Le dimanche s’ouvre par une messe, dite par un missionnaire argentin aux longs cheveux gris et bouclés, le visage peint de wituk, qui boit et danse comme les autres, dit une part de son homélie en kichwa avec force gestes théâtraux assez réussis, et se lance dans une comparaison entre les noces de Cana et la Uyantza : « Imaginez-vous qu’il n’y ait pas de chicha à la fête de la lance. Eh bien c’était la même chose à Cana avec le vin ! ». La cérémonie se poursuit par un mariage, puis par une procession avec danse collective sur la place centrale, face à l’église. Pendant ce temps, une armée de cuisinières s’est activée. On a dépendu les animaux séchés et on les a fait cuire en bouillons dans d’énormes marmites. Chacun a droit à sa part du festin et emmène les restes de l’immense banquet. Je suis servie à la table des porteurs de lance et accepte bien évidemment cet honneur… en demandant juste qu’on tente de ne pas me donner de singe. La journée se poursuit en danses et en baignades de chicha, de maison en maison.
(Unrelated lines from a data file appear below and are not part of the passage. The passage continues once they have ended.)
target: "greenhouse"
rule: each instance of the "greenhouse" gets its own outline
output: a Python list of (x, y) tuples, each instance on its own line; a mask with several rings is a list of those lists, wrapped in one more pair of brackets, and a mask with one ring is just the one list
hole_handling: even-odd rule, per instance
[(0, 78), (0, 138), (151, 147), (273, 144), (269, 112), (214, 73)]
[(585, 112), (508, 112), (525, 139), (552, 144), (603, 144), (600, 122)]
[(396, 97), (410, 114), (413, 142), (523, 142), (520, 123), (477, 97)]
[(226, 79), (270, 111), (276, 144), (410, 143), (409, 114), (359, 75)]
Affiche dans la tribu de Sarayaku

Dernier jour d’Uyantza avec la tribu des Kichwas de Sarayaku

Le lundi, dernier jour, est celui de la purification et de la transmission. Les priostes de chaque groupe sont vêtus des peaux de tous les animaux chassés (une cinquantaine de kilos), leurs épouses, ou à défaut, sœurs, mères, etc. sont parées de bijoux et de tissus et visitent une dernière fois chacune des maisons de fête avec leurs successeurs, à grand renfort de baignade de chicha. Tous les villageois vont ensuite se laver dans le fleuve, les peaux et les plumes sont rendus à la Pachamama, via les eaux du Bobonaza. Les  précieuses céramiques sont brisées sur le toit des maisons de fête pour leur apporter la prospérité. Le rituel se termine par quatre (à nouveau) bals, où il faut finir les dernières jarres de chicha.
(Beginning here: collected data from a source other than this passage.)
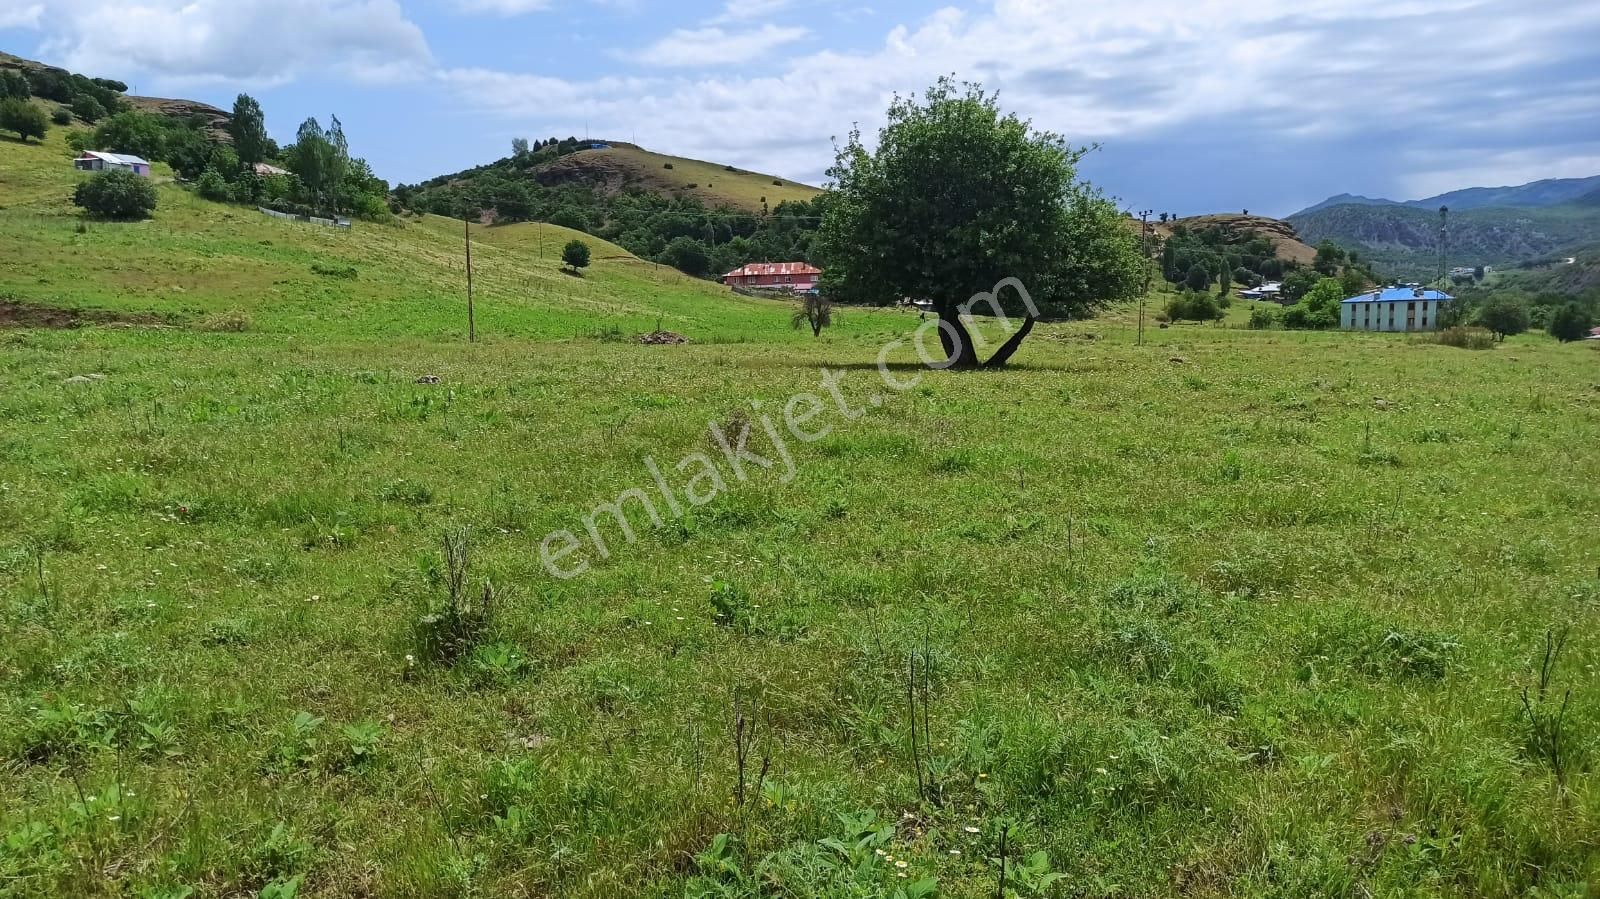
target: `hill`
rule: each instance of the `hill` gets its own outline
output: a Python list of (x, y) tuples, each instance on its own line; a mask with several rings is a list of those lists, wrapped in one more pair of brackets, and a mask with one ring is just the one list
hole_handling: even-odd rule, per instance
[(1468, 187), (1421, 200), (1396, 201), (1339, 194), (1315, 206), (1302, 209), (1289, 218), (1308, 215), (1333, 206), (1403, 206), (1434, 212), (1437, 212), (1440, 206), (1450, 207), (1451, 212), (1465, 212), (1469, 209), (1491, 206), (1560, 206), (1596, 190), (1600, 190), (1600, 175), (1592, 178), (1550, 178), (1514, 187)]
[(74, 82), (82, 84), (84, 81), (88, 81), (101, 88), (109, 88), (115, 94), (120, 95), (120, 99), (124, 103), (133, 109), (139, 110), (140, 112), (146, 112), (153, 115), (179, 120), (188, 120), (195, 116), (199, 116), (205, 120), (205, 129), (213, 138), (217, 140), (232, 140), (232, 138), (228, 136), (227, 130), (228, 122), (232, 119), (232, 115), (226, 110), (218, 109), (209, 103), (201, 103), (198, 100), (181, 100), (167, 97), (135, 96), (126, 93), (127, 85), (123, 84), (122, 82), (111, 81), (104, 78), (95, 79), (84, 75), (76, 75), (67, 71), (66, 69), (61, 68), (60, 66), (53, 66), (48, 63), (39, 62), (33, 59), (24, 59), (23, 57), (14, 56), (10, 53), (0, 51), (0, 70), (5, 69), (11, 69), (22, 72), (24, 75), (30, 75), (32, 76), (33, 80), (37, 80), (42, 76), (44, 81), (36, 85), (34, 93), (36, 95), (45, 96), (59, 103), (68, 102), (71, 99), (70, 96), (63, 92), (58, 93), (57, 96), (50, 97), (49, 93), (55, 92), (55, 90), (71, 91), (73, 89), (71, 85), (73, 85)]
[(580, 150), (532, 170), (540, 184), (583, 184), (607, 193), (644, 190), (692, 197), (707, 207), (761, 212), (779, 203), (804, 202), (821, 193), (810, 185), (699, 159), (668, 156), (622, 142)]
[(1294, 225), (1282, 219), (1267, 218), (1262, 215), (1213, 213), (1153, 224), (1156, 234), (1162, 239), (1170, 237), (1173, 228), (1178, 225), (1183, 225), (1191, 230), (1219, 228), (1233, 237), (1242, 237), (1246, 234), (1254, 233), (1257, 236), (1267, 238), (1272, 241), (1276, 257), (1284, 262), (1310, 265), (1317, 258), (1317, 251), (1300, 239), (1300, 235), (1296, 232)]
[[(42, 143), (0, 141), (0, 297), (185, 326), (238, 314), (255, 329), (302, 334), (392, 339), (464, 327), (459, 221), (425, 215), (349, 231), (285, 222), (201, 200), (157, 164), (151, 221), (90, 222), (80, 232), (69, 130), (51, 129)], [(555, 225), (475, 225), (473, 235), (479, 327), (488, 334), (574, 339), (659, 322), (700, 340), (798, 339), (781, 305), (645, 263), (593, 235)], [(581, 278), (561, 272), (559, 247), (572, 239), (593, 251)]]
[[(1290, 216), (1310, 243), (1359, 249), (1380, 271), (1424, 278), (1438, 267), (1439, 215), (1407, 206), (1331, 206)], [(1487, 207), (1451, 212), (1452, 265), (1504, 266), (1600, 238), (1600, 206)]]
Départ un peu trop rapide le lendemain matin, pour être sûre d’arriver à Quito le mercredi. Et complètement bouleversée par ce séjour avec les Kichwas de Sarayaku et le privilège qu’a représenté le fait de participer en quelque sorte « de l’intérieur » à un rituel ancestral amazonien.

Envie d’en savoir plus cette tribu ? Consultez nos articles sur le combat mené par les Kichwas  et sur la rencontre de Laurence avec cette population exceptionnelle !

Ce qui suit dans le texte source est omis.